那不苟言笑的長官主動從車窗中探出手來,不由分說地握住了那隻素未謀面的恭謙之手:

「赤塔家族的傑齣子嗣終於還是在三百年後,再度成了為國盡忠的英勇戰士。你果然是沒有辱沒家族榮譽,成功洗去了你那懦弱父親所犯下的恥辱罪孽;赤塔家族的歷代先祖會為你感到驕傲與自豪的,孩子。」

而後,小赤塔悄然哽咽了。

也不知是終於為家族洗刷了強加於己身的屈辱,而激動到情難自已;還是在發現自己已然陷入了無能為力的境地過後,徹底的心如死灰……只聽得他帶著感傷,徑自呢喃著:

「感謝您的認可……」

「然後,他會按照慣例給你帶來英勇者應有的嘉獎。一枚勳章?一筆豐厚的獎金?還是說一封提議晉陞軍銜的介紹信?」

不苟言笑的長官看著眼前年輕人這副情難自抑的模樣,嘴角上卻是難得地添了一縷笑意。

他先是用力拍了拍這個眼中含淚的大男孩肩膀,像是在鼓舞著他一般,隨後又將手悄無聲息地縮回了車窗。

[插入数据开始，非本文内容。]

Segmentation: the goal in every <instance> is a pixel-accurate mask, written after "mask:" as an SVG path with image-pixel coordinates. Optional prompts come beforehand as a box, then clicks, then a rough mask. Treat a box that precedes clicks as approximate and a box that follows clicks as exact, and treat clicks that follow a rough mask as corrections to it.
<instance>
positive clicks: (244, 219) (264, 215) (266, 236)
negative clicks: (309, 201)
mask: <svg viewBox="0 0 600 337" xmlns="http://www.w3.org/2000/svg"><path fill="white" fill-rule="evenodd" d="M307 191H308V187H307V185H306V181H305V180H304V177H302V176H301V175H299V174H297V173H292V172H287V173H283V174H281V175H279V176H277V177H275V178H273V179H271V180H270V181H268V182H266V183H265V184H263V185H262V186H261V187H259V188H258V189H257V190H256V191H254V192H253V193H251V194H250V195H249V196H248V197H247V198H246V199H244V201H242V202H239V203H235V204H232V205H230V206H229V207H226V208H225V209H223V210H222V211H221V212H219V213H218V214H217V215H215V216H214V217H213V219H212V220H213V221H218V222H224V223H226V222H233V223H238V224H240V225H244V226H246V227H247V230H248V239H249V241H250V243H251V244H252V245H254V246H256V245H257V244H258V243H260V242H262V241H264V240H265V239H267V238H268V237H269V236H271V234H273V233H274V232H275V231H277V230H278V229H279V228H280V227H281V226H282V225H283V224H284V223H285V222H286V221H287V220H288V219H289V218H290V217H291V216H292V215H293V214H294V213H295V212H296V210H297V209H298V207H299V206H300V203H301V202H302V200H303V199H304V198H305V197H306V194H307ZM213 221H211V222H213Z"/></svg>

等綴著金線芒星的袖口再度伸出窗外時,那隻宛如枯樹皮般粗糙的指掌當中卻是憑空多出了兩隻信封——一隻輕薄似飛灰,輕飄飄地隨時將要隨風消逝一般;一隻沉甸如磚石,沉甸甸地能夠將泥地隨手砸出個深坑。

「很高興帝國軍人的隊伍當中能擁有你這樣不計得失、敢打敢拚的英傑。不僅僅是我,督軍對你的表現也是有所耳聞;鑒於你這段時間在護衛聖座車架、協助地方民團打擊魔族入侵等任務當中,所展現出的諸多優異功績,特嘉獎於你,還望你務必保持勇武以及帝國軍隊的忠誠。」

「長官……還請您不要為難下屬,這等殊榮我是斷沒有資格去接受的。」

說著,小赤塔便是將手主動推搭在那兩隻信封前頭,艱難掙扎著去試圖勸服自己拒絕這份無法也無力拒絕的必然恩賜。

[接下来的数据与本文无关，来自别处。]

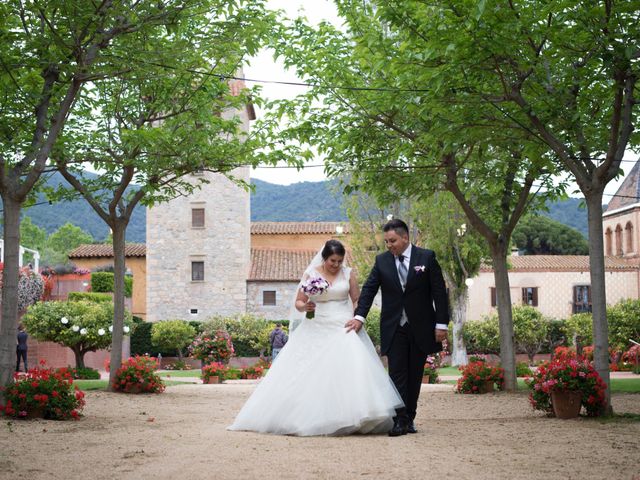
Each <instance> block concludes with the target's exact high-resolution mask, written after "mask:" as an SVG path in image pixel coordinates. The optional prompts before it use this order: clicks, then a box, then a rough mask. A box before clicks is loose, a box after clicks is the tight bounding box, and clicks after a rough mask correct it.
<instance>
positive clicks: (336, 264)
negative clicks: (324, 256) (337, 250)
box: [324, 253, 344, 273]
mask: <svg viewBox="0 0 640 480" xmlns="http://www.w3.org/2000/svg"><path fill="white" fill-rule="evenodd" d="M343 261H344V257H343V256H341V255H338V254H337V253H334V254H333V255H331V256H329V257H328V258H327V259H326V260H325V261H324V268H326V269H327V271H329V272H330V273H337V272H338V270H340V267H342V262H343Z"/></svg>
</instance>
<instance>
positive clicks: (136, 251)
mask: <svg viewBox="0 0 640 480" xmlns="http://www.w3.org/2000/svg"><path fill="white" fill-rule="evenodd" d="M124 254H125V256H127V257H145V256H146V255H147V247H146V245H145V244H144V243H127V244H126V245H125V247H124ZM68 256H69V258H92V257H113V246H112V245H108V244H96V245H92V244H85V245H80V246H79V247H78V248H75V249H74V250H72V251H71V253H69V255H68Z"/></svg>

「放心拿著吧,這可是嘉獎英傑的明證。知道你不是愛慕虛財的人,向戰爭部申請的勳章還需要幾天才能送到;這些你先拿著,權當作是給赤塔家諸位先烈們道賀了,他們一定會為你感到自豪驕傲的。」

既為恩賜,便是沒有可能拒絕的。心如死灰的準中校再不得反駁,只是再度卑躬屈膝著,叫雙手顫顫巍巍地主動受領了這份恩典。

「你不能拒絕他恩賞於你的嘉獎,就像之後你無法拒絕他所提出的要求那樣。而且他會很直白的告訴你,我需要被立刻釋放。」

「……你需要立刻釋放帕加尼斯莫·艾薩塔。」

在幾乎半推半塞地將這遲來的嘉獎送進了小赤塔手中,一直是不苟言笑的長官,此刻終於是展露出了他潛藏著的獠牙。而格拉西亞隨後所作出的反應,也是同他們預料當中的那般完全一致。

只見這一直是卑怯的、連呼吸都不敢太大聲的年輕人突然大聲喊叫起來,全然顧不上什麼長幼尊卑,只是如籠中困獸作那最後的掙扎:

「為什麼?!蒙格勒將軍,為什麼?!」

「您知道他究竟犯了什麼罪嗎?根據多名線人舉報,帕氏涉嫌參與或組織了一張直通魔族方面的大型走私網絡!他這樣的叛徒行徑是在資敵,是在資質人族之敵啊長官!」

「將軍您看,這是黑山議會通過電報所下發的逮捕令!要求我方配合民團即刻出動,逮捕此人就走私案進行審訊。為了瓦解這些國家蛀蟲,這是正當且必要的程序!求求你看一眼吶!」

「而我必須要被即刻釋放的理由,也恰好同你依照命令所合法拘捕我的理由一樣~」

「呵,這話還是留著寫認罪書時再來幻想安慰自己吧。」

話音未落,自恃勝券在握的小赤塔只是冷笑一聲便不再理會。可薩塔臉上假模假式的笑容依舊燦烈,不僅沒有半點氣餒,反倒是沒由來地多了幾分生氣。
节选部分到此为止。